Pagos por Servicios Ambientales
Los ecosistemas naturales proveen una serie de valiosos servicios ambientales que, debido a una deficiente administración o a la carencia de incentivos económicos para preservarlos, con frecuencia acaban perdiéndose. Un elemento clave de la Estrategia Ambiental del Banco Mundial es ayudar a los países en vías de desarrollo a adoptar soluciones innovadoras al problema de la pérdida de servicios ambientales, y sus consecuencias en términos de perdida de medios de vida, amenazas a la salud, e incremento de la vulnerabilidad. El innovador trabajo del Banco Mundial en pagos por servicios ambientales (PSA) representa un ejemplo del esfuerzo del Banco en este terreno.
Los ecosistemas naturales proporcionan una amplia variedad de servicios ambientales. Los bosques, por ejemplo, a demás de otras funciones, brindan servicios hidrológicos como la filtración de aguas y la regulación de flujos hídricos. Sin embargo, estos servicios hidrológicos son raramente valorados, hasta que los efectos de la deforestación se hacen palpables en forma de inundaciones y pérdida de la calidad del agua. Estos efectos llevan aparejados un incremento en la vulnerabilidad de las poblaciones asentadas en la parte baja de las cuencas, ya sea en forma de riesgos para sus medios de vida o su salud.
La pérdida de esos servicios ambientales, a pesar de su valor, es fácil de explicar.
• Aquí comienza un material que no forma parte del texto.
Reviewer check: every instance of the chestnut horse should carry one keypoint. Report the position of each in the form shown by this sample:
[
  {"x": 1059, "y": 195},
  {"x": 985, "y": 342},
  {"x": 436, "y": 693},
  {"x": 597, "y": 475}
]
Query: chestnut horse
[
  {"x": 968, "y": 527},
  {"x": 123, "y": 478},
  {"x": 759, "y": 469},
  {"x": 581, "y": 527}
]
Al no recibir, normalmente, los usuarios de las tierras altas ninguna compensación por los servicios ambientales que sus tierras generan para otros agentes, carecen de motivación económica para tomar en cuenta esos servicios cuando deciden como usar sus tierras. Por lo tanto, no tienen razón económica para tomar estos servicios en cuenta al tomar una decisión acerca del uso de sus tierras. Las soluciones tradicionales a este problema son de dos tipos: regular legalmente el tipo de uso al que se pueden destinar las tierras, o llevar a cabo medidas correctoras (tales como reparar los daños causados por las inundaciones, o construir obras públicas para proteger a la población de las tierras bajas frente inundaciones). Estos métodos no han probado ser efectivos.
El principio central del PSA consiste en que los proveedores de servicios ambientales se verán compensados por los mismos, mientras que los beneficiarios de los servicios han de pagar por ellos. Este enfoque tiene la ventaja de generar fuentes de ingresos adicionales para los usuarios de tierras con bajos ingresos, contribuyendo por lo tanto a mejorar sus medios de vida. Diversos países han comenzado a experimentar con dichos sistemas, varios de ellos con ayuda del Banco Mundial.